Menurutnya, Oktober 2018 menjadi salah satu titik terberat dalam perjalanan hidupnya. Pada 16 Oktober 2018, ia harus rela kehilangan sang ayah untuk selama-lamanya.
Meski diliputi duka mendalam, Ubay mengaku masih menggenggam satu mimpi besar yang terus ia jaga, yakni berhasil menjalani hidup sebagai musisi.
“Di tengah kehilangan itu, gue masih punya mimpi: gimana caranya mimpi gue jadi musisi bisa berhasil. Karena kayaknya memang ini jalan hidup gue," lanjutnya.
Di ambang keputusasaan, Ubay menyebut doa menjadi pegangan terakhirnya. Ia pun memutuskan untuk benar-benar menyerahkan segalanya kepada Tuhan.
“Terakhir gue minta tolong sama diri gue sendiri buat berdoa. Gue bilang ke Tuhan, kasih jalannya, tolong lancarkan, dan jadikan ini rezeki gue," tutur Ubay.
Tak lama setelah memanjatkan doa tersebut, sebuah pengumuman audisi Mari Cari Vokalis Nidji tiba-tiba muncul di linimasa Instagram pribadinya. Audisi tersebut berlangsung pada 2018 dan langsung menarik perhatian Ubay untuk ikut.
“Waktu itu tiba-tiba ada pengumuman audisi Mari Cari Vokalis Nidji muncul di Instagram. Gue langsung mikir, kayaknya gue harus ikutan. Ini usaha terakhir gue," ungkapnya.
Sebelum mengikuti audisi tersebut, Ubay memang sudah cukup lama berjuang dan menetap di kota Jakarta. Namun, ia mengaku perjalanan hidupnya tak langsung berjalan mulus.
Ubay menceritakan bahwa sebelum menjadi vokalis Nidji dirinya sempat mengikuti ajang Indonesian Idol pada tahun 2014, mencoba bermain peran di sebuah sinetron FTV, bahkan jualan minuman jus di sebuah kios.

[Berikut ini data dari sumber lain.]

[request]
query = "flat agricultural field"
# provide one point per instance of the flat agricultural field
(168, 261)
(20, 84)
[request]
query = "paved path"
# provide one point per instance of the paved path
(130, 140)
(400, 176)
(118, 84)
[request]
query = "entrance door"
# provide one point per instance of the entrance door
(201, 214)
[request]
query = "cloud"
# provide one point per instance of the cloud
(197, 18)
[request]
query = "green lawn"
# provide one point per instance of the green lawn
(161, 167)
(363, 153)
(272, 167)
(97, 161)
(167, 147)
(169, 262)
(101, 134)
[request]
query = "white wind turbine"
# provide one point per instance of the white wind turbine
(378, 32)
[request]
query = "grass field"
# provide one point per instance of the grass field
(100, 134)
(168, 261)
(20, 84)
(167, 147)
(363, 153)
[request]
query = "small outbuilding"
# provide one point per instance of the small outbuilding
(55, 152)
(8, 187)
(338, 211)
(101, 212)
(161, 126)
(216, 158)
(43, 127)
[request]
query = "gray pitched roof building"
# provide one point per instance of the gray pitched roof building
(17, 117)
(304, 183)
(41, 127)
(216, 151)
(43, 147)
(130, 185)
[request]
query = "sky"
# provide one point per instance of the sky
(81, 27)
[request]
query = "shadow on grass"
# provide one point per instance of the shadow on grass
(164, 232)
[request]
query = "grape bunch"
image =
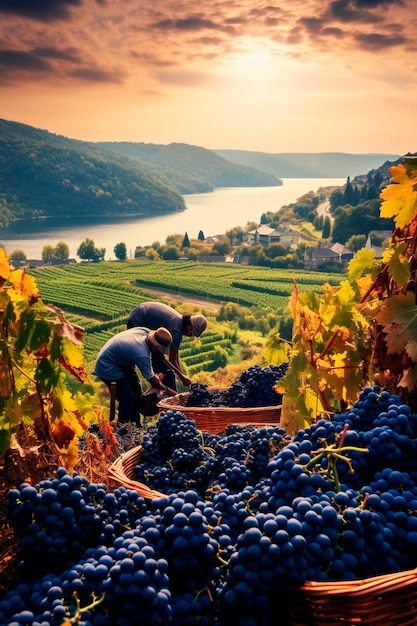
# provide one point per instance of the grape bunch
(246, 515)
(177, 456)
(255, 387)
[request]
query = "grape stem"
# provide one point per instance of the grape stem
(333, 453)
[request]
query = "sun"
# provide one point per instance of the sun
(253, 57)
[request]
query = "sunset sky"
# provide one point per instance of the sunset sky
(273, 76)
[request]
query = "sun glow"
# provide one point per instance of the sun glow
(252, 58)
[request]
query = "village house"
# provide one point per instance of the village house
(378, 240)
(336, 254)
(265, 236)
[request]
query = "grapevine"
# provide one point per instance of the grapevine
(40, 349)
(364, 331)
(223, 555)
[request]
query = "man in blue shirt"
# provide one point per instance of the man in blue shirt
(117, 360)
(155, 314)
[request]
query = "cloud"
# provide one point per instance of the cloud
(376, 42)
(42, 10)
(97, 75)
(47, 62)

“Namanya hidup naik turun. Gue pernah di fase hampir nyerah. Gue pernah main FTV, pernah ambil peran reguler, jualan jus, bahkan pernah jualan minuman di kios," kata Ubay.
Meski sempat menjajal berbagai pekerjaan, Ubay menegaskan bahwa dirinya tak pernah benar-benar meninggalkan musik. Ia terus merawat mimpinya sebagai musisi dengan mengambil berbagai pekerjaan sampingan yang berkaitan dengan dunia tarik suara.

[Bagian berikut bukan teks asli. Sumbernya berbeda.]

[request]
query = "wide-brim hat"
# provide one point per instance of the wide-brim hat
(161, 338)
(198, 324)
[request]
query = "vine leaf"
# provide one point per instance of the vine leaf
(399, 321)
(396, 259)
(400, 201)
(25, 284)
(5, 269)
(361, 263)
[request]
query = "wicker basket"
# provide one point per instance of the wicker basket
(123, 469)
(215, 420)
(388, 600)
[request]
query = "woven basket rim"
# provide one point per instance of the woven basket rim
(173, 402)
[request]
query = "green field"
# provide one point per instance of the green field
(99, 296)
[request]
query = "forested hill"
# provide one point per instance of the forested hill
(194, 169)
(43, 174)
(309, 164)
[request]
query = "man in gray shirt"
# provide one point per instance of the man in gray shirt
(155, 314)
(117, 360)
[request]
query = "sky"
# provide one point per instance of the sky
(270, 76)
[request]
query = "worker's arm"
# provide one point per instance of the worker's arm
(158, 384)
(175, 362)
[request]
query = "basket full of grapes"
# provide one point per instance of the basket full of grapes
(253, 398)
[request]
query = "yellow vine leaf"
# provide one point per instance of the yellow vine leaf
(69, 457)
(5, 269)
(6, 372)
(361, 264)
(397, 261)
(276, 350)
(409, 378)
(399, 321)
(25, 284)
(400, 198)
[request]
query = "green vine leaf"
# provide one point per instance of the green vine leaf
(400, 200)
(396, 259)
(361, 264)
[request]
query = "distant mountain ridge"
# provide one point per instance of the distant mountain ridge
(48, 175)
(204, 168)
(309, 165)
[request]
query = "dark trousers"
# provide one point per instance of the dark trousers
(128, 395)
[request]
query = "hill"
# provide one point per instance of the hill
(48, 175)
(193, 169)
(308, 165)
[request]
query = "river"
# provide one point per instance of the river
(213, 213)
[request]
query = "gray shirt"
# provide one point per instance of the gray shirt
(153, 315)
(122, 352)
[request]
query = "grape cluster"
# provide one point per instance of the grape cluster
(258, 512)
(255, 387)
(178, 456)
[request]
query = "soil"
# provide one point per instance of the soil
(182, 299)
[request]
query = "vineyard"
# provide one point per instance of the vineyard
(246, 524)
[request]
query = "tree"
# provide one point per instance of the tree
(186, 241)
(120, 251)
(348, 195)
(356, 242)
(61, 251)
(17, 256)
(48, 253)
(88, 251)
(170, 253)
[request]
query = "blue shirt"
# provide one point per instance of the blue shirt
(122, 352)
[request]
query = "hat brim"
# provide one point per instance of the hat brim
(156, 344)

“Tapi gue nggak pernah berhenti merawat hidup gue sebagai musisi. Ada job nyanyi wedding, jadi backing vocal, apa pun gue ambil karena gue memang cinta musik," lanjutnya.

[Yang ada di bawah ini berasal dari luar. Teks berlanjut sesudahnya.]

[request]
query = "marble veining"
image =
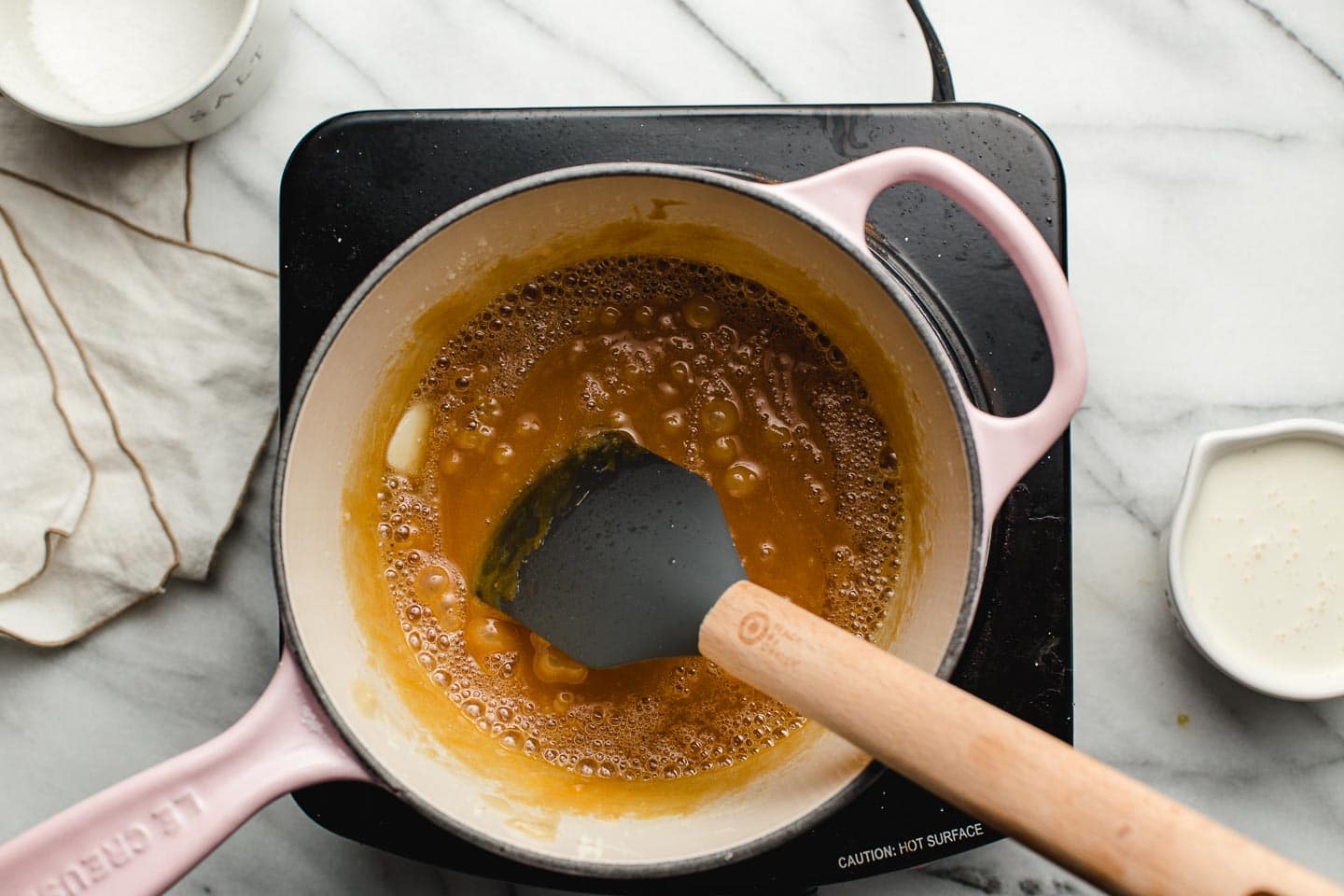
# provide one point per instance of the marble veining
(1203, 147)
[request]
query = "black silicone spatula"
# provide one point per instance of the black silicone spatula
(614, 555)
(617, 555)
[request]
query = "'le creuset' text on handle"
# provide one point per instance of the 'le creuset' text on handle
(143, 834)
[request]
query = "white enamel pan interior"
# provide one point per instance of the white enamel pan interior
(801, 239)
(329, 713)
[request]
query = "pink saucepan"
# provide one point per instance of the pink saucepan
(804, 239)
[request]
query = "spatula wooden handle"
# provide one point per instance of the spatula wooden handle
(1102, 825)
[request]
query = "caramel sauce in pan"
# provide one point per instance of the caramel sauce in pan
(703, 367)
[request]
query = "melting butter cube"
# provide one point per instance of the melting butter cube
(406, 449)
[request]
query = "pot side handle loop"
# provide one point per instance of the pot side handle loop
(1007, 446)
(144, 833)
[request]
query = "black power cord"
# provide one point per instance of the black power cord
(943, 91)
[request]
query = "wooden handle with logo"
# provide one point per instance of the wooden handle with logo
(1105, 826)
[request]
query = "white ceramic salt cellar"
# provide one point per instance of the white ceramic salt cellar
(1255, 556)
(140, 73)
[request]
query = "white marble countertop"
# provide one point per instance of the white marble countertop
(1203, 146)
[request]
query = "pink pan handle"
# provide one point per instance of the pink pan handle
(1008, 446)
(147, 832)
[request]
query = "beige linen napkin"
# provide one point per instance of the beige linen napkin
(161, 357)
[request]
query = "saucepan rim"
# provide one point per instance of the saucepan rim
(748, 189)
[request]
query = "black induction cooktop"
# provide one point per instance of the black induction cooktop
(362, 183)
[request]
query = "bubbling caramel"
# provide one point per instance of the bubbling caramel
(700, 366)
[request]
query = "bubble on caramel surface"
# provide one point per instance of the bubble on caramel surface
(703, 367)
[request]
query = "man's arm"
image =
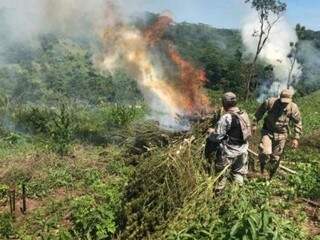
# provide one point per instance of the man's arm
(297, 122)
(224, 124)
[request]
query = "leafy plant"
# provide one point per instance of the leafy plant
(61, 130)
(6, 225)
(95, 216)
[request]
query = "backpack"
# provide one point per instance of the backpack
(245, 124)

Hasil dari doa dan usaha tersebut baru benar-benar ia rasakan dan terjawab pada tahun 2019. Ubay resmi bergabung bersama Nidji dan hingga kini telah menempuh perjalanan panjang bersama band yang telah melahirkan banyak sejumlah hits populer tersebut.
“Alhamdulillah gue bisa bareng sama anak-anak Nidji sampai sekarang. Kalau dihitung, ini sudah tahun ke-6 gue di Nidji," tutup Ubay.